Die Avocado ist leider nicht das einzige Beispiel, welches deutlich die starken Auswirkungen unseres Konsumverhaltens zeigt. Um den Menschen dort vor Ort eine Chance auf ein gutes Leben zu geben und ihre Gesundheit nicht aufs Spiel zu setzen, sollte es uns möglich sein auf fair gehandelte und umweltschonende Produkte zu setzten. Uns geht es im Vergleich zu vielen anderen Menschen der Erde herausragend gut. Wir sollten also auch Verantwortung übernehmen und anderen Menschen helfen. Schon die Beschränkung auf mit Fairtrade, UTZ oder Rainforest Alliance gekennzeichneten Avocados hilft.

Fazit:

Ich möchte niemandem verbieten Avocados zu kaufen bzw. sie zu konsumieren. Ich möchte nur auf die Auswirkungen unseres Konsums aufmerksam machen und zeigen, wie stark wir durch Werbung und Marketing dazu gebracht werden, bestimmte Produkte zu kaufen. Wir sollten mehr darauf achten nicht nur an unser eigenes, sondern vielmehr auch an das Wohl anderer zu denken. Schon mit kleinen Veränderungen können wir die Welt besser machen!

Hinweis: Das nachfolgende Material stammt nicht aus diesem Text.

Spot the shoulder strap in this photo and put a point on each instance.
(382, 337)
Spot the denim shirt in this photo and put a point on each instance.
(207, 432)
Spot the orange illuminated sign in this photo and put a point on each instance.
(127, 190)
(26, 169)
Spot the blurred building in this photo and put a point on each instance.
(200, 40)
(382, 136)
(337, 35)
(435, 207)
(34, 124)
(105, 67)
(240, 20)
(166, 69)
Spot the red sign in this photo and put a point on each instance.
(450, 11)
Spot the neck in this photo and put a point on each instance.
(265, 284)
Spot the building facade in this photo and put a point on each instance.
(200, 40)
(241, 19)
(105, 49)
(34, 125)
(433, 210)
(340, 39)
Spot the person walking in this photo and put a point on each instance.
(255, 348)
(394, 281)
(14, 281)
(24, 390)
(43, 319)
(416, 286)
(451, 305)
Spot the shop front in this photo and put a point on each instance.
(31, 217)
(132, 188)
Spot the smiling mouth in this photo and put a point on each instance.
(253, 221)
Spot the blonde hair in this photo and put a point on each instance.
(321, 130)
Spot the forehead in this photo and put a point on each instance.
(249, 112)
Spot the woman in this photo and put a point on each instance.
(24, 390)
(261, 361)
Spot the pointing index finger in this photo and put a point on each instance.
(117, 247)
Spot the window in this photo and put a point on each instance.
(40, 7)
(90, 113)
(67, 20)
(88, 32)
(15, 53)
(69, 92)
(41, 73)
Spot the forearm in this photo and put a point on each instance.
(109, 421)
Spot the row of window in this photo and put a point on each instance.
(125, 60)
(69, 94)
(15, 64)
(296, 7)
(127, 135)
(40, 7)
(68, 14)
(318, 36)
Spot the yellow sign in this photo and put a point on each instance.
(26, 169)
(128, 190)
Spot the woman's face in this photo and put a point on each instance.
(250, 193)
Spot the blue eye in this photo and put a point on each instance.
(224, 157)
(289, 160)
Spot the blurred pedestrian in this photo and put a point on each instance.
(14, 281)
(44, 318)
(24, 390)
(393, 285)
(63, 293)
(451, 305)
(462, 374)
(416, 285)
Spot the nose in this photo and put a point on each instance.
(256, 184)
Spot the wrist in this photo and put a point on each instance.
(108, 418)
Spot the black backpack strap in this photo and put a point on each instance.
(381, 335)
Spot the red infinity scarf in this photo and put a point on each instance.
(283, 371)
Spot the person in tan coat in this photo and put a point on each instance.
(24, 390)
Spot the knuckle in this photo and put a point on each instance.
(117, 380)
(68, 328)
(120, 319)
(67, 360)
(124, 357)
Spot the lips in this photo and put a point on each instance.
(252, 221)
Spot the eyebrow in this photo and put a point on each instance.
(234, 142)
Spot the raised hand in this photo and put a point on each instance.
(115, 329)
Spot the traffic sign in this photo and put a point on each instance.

Einen Avocadobaum selbst pflanzen:

Und wenn ihr euch selbst mal ein Bild machen möchtet, wie schwierig es ist einen Avocadobaum zu pflanzen probiert es einfach aus. Ich selbst habe mich vor ein  paar Wochen an den Versuch gewagt einen Avocadobaum zu pflanzen. Hierbei bestehen zwei Möglichkeiten:

  1. Du pflanzt einen Avocadokern direkt in einen Blumentopf mit Erde ein. Dabei ist zu beachten, dass die spitze Seite nach oben zeig und der Kern etwa auf der Hälfte des Blumentopfes sitzt.
  2. Oder du setzt zuerst ein paar Wurzeln in einem Wasserbehältnis an. (Für diese Variante habe ich mich entschieden). Hierfür musst du den Kern mit drei-vier Holzstäben oder Zahnstochern fixieren und auf ein Behältnis mit Wasser setzten. Auch dabei sollte die spitze Seite des Kerns nach oben zeigen. Der Kern sollte nur bis zur Hälfte vom Wasser bedeckt sein. Sobald er erste kleine Wurzeln ausbildet, kann er in einen Blumentopf mit Erde eingepflanzt werden.

Grundsätzlich ist zu beachten, dass die Pflanze an einem hellen, kühlen Ort steht. 10 bis 15 Grad sind optimal. Besprühe sie regelmäßig mit etwas Wasser. Und nun heißt es Abwarten und Tee trinken. Denn es kann einige Zeit und Geduld in Anspruch nehmen. Bis mein Kern angefangen hat zu keimen hat es ganze 8 Tage gedauert.